Newswise — Which universities have awarded the most degrees in physics to African American and Hispanic American students? The American Institute of Physics' Statistical Research Center, which for 20 years has compiled data on physics degrees in the US, has named the institutions that have given the most bachelors' and PhD degrees to those historically underrepresented groups.

The institute has set out criteria for recognizing the universities. If, over 10 years, 15 or more physics bachelor's degrees or 3 physics PhD's are minorities, the university makes the list. There are separate lists for African American and Hispanic American graduation rates.

"We set up these criteria so that all universities can achieve the recognition," said Roman Czujko, director of the Statistical Research Center, located in College Park, MD. "Historically, both of these groups tended to be underrepresented in physics and astronomy, and we mark and celebrate the change with these lists."

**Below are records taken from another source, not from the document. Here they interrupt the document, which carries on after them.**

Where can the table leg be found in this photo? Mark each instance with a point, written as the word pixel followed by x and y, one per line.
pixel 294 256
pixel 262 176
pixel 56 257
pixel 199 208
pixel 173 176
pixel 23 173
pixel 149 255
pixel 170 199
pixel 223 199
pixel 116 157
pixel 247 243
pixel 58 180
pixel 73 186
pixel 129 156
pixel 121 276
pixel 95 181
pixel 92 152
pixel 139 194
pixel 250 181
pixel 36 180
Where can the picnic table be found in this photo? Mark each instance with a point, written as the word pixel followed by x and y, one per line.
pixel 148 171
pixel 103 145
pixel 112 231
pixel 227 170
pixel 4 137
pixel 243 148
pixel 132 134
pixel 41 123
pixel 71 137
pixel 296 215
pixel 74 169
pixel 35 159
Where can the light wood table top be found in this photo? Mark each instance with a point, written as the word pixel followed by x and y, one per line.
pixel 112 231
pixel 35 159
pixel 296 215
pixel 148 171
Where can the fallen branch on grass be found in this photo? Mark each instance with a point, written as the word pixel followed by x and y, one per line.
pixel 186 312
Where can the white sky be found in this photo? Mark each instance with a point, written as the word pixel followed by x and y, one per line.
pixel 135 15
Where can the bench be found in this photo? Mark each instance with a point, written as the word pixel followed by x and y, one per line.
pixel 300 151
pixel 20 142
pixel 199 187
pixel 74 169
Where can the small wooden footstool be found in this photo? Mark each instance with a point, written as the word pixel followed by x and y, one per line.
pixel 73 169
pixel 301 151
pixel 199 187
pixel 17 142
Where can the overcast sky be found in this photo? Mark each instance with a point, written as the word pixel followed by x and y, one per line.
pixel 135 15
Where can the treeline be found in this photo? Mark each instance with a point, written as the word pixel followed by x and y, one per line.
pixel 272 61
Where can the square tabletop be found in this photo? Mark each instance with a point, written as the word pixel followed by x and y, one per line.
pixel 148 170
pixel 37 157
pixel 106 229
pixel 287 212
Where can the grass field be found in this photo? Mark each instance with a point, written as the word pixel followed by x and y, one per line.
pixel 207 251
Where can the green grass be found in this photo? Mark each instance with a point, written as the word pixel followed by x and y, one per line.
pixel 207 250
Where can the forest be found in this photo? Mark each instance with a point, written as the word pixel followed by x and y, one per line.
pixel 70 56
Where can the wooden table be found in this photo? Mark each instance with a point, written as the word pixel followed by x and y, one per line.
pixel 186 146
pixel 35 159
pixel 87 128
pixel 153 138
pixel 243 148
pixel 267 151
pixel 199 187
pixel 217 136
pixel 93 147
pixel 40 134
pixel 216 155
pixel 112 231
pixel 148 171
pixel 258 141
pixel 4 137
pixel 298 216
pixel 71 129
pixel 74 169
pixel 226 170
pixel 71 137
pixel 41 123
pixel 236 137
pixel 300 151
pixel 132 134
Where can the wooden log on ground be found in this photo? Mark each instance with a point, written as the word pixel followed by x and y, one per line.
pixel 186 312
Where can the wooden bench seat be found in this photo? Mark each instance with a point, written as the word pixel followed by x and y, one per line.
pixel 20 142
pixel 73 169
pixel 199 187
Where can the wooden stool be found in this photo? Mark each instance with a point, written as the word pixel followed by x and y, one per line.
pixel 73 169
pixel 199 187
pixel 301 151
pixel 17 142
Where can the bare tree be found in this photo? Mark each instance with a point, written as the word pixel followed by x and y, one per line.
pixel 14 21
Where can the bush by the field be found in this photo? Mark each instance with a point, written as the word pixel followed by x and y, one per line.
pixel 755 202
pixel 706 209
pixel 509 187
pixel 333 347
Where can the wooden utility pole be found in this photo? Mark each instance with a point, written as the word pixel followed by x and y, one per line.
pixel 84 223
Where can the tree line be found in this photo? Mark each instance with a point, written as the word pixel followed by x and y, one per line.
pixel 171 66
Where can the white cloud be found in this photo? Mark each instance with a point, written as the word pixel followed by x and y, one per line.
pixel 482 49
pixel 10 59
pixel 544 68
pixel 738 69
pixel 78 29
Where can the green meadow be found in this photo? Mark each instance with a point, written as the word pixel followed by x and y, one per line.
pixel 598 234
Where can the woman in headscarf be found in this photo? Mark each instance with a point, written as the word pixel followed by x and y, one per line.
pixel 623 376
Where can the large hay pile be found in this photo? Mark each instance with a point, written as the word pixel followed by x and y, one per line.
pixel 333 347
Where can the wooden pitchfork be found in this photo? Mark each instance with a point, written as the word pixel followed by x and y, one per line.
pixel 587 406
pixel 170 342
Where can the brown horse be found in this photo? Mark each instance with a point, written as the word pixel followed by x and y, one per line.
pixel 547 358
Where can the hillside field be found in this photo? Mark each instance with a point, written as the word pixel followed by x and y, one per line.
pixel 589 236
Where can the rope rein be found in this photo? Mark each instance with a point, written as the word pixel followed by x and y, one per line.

The institute has long worked with the National Society of Black Physicists and the National Society of Hispanic Physicists.

"NSBP sends its appreciation to those [physics] departments that have demonstrated their commitment to diversity through actual minority degree production," said Quinton L. Williams, a professor of physics at Jackson State University in Mississippi and past president of NSBP.

NSHP also sends its congratulations to the universities on the list, said NSHP's secretary David J Ernst, a professor of physics at Vanderbilt University, Nashville, TN.

The Massachusetts Institute of Technology made three of the four lists: African American and Hispanic American PhD awards, and Hispanic Americans bachelor's degrees.